The Kune lived east of the Kuninjku, living around the Cadell River.
History
The Macassans from Sulawesihad been in contact for trade purposes for centuries before the arrival of white civilization. They sailed down to exchange a variety of their goods for trepang, and the impact of their presence is evidenced by the retention in some Bininj Kunwok dialects of a few dozen foreign loan words from the language of these traders. They were depicted by local artists in the rock art still conserved in a variety of sites around the Mann River. The first recorded European penetration of these territories was undertaken by Francis Cadell who reached the Kuninjku territory on the Liverpool river. The Liverpool area was surveyed by David Lindsay on behalf of the government in 1884.
Like the aborigines generally of the Western Arnhem, land, the Bininj tribes believed in the primordial creative function of a Rainbow serpent, which is generally called Ngalyod which has lineaments more suggestive of the feminine than masculine. It came to Australia from the sea northeast of the Cobourg Peninsula When Baldwin Spencer visited the area and was a guest at Cahill's homestead at Oenpelli, he picked up one version which spoke of the same figure as being called Numereji Legend has it coming from the north, full of spirit-children, and settling at a point called Coopers Creek on the East Alligator River, she transformed her children into men, creating waterholes to cater to their thirst, supplying men with spears and woomera, and women with dilly bags and digging sticks, while endowing both with intelligence and their senses. She swallows those who infringe her laws, and drowns children who cry, since she is disturbed by noise. In Dreaming narratives, when Ngalyod surges from the earth to devour some ancestral species, it does so because a taboo has been violated, and the act sanctifies the site.

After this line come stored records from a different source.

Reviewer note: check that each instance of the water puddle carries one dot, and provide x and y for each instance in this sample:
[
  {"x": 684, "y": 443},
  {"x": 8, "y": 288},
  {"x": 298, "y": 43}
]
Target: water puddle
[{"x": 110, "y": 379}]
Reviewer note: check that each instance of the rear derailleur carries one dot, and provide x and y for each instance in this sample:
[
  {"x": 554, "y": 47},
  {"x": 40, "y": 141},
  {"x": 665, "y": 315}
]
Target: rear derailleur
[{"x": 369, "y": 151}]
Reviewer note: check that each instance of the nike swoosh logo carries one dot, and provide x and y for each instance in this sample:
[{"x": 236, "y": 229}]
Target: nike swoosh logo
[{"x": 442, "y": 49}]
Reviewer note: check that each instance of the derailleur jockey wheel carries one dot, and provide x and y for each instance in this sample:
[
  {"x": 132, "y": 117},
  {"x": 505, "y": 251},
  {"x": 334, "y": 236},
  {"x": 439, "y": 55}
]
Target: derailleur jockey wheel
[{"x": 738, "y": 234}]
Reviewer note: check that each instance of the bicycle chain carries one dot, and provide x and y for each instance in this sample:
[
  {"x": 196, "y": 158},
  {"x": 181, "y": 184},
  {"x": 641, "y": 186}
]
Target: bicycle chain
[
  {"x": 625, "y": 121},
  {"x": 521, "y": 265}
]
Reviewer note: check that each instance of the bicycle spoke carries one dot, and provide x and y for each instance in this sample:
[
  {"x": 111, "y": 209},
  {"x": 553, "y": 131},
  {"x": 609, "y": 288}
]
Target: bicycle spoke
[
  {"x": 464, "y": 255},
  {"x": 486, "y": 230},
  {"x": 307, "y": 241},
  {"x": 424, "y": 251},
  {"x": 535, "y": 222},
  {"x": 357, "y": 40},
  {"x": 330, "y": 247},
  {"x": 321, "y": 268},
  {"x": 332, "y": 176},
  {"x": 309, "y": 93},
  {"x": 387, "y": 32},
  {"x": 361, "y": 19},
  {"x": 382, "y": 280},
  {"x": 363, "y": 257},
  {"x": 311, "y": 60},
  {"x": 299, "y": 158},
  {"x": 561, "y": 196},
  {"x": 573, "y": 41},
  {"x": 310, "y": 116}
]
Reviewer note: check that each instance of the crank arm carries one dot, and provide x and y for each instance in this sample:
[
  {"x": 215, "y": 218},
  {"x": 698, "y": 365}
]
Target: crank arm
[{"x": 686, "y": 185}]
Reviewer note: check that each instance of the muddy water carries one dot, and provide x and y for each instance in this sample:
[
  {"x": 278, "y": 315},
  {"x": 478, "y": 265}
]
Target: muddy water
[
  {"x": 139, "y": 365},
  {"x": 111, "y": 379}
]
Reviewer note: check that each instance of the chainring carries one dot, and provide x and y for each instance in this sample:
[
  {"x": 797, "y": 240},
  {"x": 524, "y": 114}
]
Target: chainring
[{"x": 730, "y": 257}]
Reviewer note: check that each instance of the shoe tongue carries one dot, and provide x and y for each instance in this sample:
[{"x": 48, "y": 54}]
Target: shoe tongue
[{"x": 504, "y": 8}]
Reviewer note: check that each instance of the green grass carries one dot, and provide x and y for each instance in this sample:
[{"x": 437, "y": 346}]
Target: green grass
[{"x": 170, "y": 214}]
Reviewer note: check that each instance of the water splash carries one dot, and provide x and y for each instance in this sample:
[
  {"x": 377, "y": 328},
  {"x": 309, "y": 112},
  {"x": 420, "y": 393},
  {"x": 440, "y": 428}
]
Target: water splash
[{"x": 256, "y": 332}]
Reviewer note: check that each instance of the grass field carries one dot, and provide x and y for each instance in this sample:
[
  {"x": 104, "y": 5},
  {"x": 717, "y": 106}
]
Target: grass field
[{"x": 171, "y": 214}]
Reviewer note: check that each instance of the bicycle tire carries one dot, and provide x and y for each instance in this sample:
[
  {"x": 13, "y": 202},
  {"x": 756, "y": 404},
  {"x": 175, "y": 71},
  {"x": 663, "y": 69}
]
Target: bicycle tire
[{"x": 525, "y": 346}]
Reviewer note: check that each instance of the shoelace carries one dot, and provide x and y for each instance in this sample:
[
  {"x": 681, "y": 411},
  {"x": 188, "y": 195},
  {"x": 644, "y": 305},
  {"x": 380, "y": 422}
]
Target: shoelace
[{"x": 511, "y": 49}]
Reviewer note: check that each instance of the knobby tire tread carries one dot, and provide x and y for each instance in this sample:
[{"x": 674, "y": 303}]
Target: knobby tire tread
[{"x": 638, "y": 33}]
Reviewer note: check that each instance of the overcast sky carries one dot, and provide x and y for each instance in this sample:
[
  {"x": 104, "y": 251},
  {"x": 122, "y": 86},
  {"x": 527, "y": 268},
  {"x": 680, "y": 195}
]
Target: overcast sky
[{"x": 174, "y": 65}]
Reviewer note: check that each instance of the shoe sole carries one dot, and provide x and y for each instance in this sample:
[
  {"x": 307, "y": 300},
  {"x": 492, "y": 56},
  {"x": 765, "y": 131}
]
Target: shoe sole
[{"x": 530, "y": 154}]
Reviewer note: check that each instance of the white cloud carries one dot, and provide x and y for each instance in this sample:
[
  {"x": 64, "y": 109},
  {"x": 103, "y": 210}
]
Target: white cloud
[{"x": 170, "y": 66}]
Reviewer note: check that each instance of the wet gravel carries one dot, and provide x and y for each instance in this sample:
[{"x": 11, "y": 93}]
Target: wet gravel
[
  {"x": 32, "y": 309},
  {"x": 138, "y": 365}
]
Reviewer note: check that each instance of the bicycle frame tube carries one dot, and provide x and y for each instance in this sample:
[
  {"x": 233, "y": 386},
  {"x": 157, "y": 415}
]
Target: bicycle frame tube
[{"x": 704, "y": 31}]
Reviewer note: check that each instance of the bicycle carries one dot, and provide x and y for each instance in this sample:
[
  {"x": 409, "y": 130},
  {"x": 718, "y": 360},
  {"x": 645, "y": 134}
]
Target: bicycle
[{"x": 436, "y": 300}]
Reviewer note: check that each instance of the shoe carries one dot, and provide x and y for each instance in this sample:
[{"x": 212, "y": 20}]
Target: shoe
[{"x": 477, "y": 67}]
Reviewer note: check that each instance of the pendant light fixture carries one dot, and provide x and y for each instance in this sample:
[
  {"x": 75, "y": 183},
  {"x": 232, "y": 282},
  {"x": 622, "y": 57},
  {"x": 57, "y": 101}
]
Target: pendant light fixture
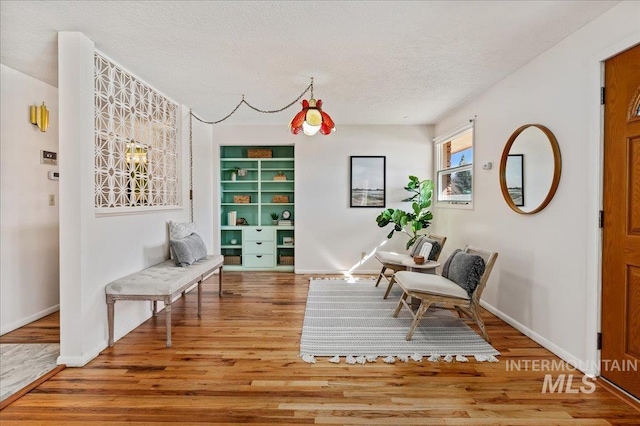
[{"x": 312, "y": 119}]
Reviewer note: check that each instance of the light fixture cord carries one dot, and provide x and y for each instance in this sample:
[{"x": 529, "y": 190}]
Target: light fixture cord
[
  {"x": 191, "y": 164},
  {"x": 243, "y": 101}
]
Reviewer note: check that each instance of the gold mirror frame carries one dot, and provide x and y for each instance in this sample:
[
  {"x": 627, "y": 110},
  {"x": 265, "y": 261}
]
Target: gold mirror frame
[{"x": 557, "y": 168}]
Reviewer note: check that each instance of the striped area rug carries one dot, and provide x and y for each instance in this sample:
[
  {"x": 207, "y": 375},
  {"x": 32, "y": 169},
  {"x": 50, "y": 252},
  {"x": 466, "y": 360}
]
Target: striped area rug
[{"x": 352, "y": 319}]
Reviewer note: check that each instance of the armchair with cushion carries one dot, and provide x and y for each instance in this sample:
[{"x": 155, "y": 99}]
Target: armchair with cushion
[
  {"x": 464, "y": 277},
  {"x": 430, "y": 246}
]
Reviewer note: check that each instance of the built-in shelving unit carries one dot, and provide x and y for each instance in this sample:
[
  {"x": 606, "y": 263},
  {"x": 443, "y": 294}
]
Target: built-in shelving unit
[{"x": 260, "y": 244}]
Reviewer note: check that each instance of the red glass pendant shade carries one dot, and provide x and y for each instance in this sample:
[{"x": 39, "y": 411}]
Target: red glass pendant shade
[{"x": 312, "y": 119}]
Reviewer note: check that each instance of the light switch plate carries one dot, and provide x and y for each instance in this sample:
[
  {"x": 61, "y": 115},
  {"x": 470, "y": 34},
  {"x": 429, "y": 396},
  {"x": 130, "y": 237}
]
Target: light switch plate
[{"x": 49, "y": 157}]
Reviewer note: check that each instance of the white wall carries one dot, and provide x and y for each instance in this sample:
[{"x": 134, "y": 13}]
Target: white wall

For the Kuninjku important dreaming sites are the Leech Dreaming at Yibalaydjyigod in the swamps of the Manggabor Creek, the Maggot Dreaming at Yirolk, where a rock, girdled by water lilies, rises out of a waterhole and the Barramundi Dreaming around Marrkolidjban. The former two are likened to the Rainbow serpent, connoting, by battening on flesh, themes of decay and rebirth The souls of the Kuninjku are themselves derived from the water spirits at such sites. The rejuvenating monsoonal downpours are caused by the flight of Ngalyod from its underground sanctuary into the sky, marked by the rainbow. Increase ceremonies like the Kunabibi and yabbadurruwa rites are performed in order to incite the djang to stir the onset of the fertilizing rains.